The Grammys suck.
This is neither a new nor a particularly provocative statement. It's not even an opinion. We all know the Grammys suck. We continue to watch, talk, and write about them — hoping with each year that they might suck a bit less — but the slow burn of shitty continues. There is nothing — not Prince being as Black as one can be in a Faygo Orange slipsuit or Beyonce's lightskinned privilege — that can prevent it from happening. It is Anton Chigurh with the stun gun; relentless, unabating, inevitable, final.
But why?
The easy answer here is the music. The show — the music industry's best opportunity to show its best and brightest — is just a reflection of it. If the Grammys suck it's because popular music sucks. I won't disagree with that, but I wonder how much blame we (fans) have to accept.

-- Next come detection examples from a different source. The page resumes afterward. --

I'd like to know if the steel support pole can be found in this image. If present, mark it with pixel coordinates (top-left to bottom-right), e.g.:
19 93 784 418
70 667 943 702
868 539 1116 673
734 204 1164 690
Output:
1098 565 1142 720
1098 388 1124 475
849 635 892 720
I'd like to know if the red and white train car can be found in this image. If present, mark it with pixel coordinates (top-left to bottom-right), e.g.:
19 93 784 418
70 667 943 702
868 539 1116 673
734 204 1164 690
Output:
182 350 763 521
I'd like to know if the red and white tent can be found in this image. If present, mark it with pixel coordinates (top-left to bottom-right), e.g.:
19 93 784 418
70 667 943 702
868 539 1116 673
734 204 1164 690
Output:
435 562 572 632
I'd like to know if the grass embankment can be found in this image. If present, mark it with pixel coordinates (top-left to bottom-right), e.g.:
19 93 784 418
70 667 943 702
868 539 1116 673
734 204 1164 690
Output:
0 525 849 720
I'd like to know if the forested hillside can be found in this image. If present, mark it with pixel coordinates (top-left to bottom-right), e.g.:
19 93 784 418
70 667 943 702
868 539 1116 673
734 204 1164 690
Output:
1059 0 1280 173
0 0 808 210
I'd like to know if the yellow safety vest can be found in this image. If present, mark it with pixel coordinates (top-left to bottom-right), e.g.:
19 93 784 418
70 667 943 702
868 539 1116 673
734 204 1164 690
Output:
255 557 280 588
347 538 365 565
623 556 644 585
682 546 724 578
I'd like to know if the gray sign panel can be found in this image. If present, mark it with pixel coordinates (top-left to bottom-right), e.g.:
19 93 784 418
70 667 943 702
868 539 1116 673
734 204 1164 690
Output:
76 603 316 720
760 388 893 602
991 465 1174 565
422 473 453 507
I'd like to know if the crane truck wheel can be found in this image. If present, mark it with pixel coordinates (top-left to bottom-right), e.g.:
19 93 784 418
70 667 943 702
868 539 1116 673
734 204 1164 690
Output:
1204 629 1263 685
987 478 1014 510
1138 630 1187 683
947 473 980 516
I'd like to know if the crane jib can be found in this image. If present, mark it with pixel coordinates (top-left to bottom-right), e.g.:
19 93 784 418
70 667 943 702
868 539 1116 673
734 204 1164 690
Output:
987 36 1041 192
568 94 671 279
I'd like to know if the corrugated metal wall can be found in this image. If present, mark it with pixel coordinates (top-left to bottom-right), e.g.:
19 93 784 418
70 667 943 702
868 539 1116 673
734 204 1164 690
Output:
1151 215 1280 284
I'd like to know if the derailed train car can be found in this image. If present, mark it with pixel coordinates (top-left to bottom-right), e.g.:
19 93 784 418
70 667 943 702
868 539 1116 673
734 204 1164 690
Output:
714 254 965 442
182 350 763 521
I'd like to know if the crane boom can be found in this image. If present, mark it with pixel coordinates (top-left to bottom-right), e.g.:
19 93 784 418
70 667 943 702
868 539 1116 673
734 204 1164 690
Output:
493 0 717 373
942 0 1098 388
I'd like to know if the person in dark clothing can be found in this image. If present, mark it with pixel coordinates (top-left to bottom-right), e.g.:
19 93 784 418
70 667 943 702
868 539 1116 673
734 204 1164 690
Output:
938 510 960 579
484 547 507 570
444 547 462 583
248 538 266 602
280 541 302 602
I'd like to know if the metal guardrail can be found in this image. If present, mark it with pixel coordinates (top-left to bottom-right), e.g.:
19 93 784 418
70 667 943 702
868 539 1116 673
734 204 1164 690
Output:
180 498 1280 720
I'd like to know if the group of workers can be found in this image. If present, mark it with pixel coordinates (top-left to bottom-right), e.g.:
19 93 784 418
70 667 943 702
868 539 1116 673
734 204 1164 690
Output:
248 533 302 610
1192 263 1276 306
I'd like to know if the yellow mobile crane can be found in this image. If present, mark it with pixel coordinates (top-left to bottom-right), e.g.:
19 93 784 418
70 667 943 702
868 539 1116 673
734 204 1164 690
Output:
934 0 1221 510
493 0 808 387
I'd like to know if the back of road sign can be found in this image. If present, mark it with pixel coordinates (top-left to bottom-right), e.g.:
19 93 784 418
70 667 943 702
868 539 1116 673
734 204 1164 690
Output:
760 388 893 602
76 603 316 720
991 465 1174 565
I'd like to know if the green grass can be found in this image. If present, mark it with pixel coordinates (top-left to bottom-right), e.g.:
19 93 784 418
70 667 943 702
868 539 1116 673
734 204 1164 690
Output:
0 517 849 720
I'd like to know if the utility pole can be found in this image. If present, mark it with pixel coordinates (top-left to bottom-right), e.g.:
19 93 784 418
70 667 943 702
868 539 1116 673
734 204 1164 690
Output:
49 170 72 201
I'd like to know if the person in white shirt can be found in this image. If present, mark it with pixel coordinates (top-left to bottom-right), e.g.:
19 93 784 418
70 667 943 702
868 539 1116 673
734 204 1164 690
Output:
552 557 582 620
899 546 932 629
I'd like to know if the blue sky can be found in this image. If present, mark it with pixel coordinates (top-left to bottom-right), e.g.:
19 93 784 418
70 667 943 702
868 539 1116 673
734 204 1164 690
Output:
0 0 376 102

The Grammys seemed to suck much less 15 years ago. Because the music seemed to suck much less. But we also consumed music much differently. We've evolved, and what we're seeing is them attempting to adapt to us. Trying to devise formulas and crack algorithms to understand what works now and what doesn't anymore. Some are succeeding. Some are not. But all have changed. And, we really can't put too much of the onus on them because this evolution happened faster than our own ability to process it. We are the proverbial shitty partner who's always mad at their mate for not meeting expectations they haven't actually articulated yet. We don't know what we want, but we exist in a state of perpetual underwhelm because they're not providing it. Iggy Azelea exists because, well, we created her, and she — and, by extension, they — sucks because we do right now too.